J.P., on the other hand, convinced the rest of his bank colleagues to pony up enough money to save the day. When asked what money, the banks should use, he simply said “the people’s money, the deposits, after all why do you think they call them the reserves?”

Thus, the banking system, the stock market and the country at large was saved. A dangerous precedent was set and an unrealistic expectation was established.

Don’t fight the Feds (founded in 1913) or a central bank in general, is the rallying cry for all Bulls at the end of their run.

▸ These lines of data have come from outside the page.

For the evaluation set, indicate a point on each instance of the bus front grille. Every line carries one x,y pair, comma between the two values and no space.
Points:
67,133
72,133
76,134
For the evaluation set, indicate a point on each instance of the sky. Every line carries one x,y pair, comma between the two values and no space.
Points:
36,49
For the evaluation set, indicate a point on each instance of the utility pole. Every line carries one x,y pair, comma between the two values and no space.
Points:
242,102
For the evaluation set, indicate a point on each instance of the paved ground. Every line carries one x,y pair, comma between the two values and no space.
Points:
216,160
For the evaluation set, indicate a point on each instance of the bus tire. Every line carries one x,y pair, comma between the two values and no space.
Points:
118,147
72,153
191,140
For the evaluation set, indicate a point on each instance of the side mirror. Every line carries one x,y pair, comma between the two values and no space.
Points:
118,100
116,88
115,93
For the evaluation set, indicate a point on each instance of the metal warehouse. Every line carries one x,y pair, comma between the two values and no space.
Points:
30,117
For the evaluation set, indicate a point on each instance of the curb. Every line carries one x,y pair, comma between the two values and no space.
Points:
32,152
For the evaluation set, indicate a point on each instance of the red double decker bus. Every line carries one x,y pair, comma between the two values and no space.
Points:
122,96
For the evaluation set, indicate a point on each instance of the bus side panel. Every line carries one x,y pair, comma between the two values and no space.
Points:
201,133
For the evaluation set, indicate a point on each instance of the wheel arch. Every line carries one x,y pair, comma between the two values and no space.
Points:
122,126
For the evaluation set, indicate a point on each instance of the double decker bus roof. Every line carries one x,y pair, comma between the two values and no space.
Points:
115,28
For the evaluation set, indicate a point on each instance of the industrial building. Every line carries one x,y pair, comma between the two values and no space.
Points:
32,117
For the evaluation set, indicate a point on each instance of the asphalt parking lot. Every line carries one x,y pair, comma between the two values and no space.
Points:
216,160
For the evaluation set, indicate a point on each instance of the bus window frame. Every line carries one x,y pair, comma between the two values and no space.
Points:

So it was in 1929 when a collapsing market and the powers to be, once again, turned to J.P. Morgan to save the day. For a few brief days, in that fateful October, the echoes of the past reverberated through the canyons of Wall Street and investors breathed a sigh of relief. Reality set in, however, on October 29, 1929 with all the money the banks could muster they could not stop the onslaught. The markets were bigger than any bank.

So it is today the world sleeps soundly knowing the Fed has its back. At any negative fluctuation the federal bankers will whip into action and theoretically save the day.

Until they can’t.

Again and again the Feds ability to ride to the rescue takes more and more money and creates more unintended consequences. The shelf life of the rescue package has gotten shorter and shorter until such time as it will have no effect at all.

The Titan and the Bear may be gone but the attitude that the banks are bigger than the market prevails to this day.

Unfortunately when they are proven wrong it will be the 99 who will pay for the sins and the bruised egos of the one.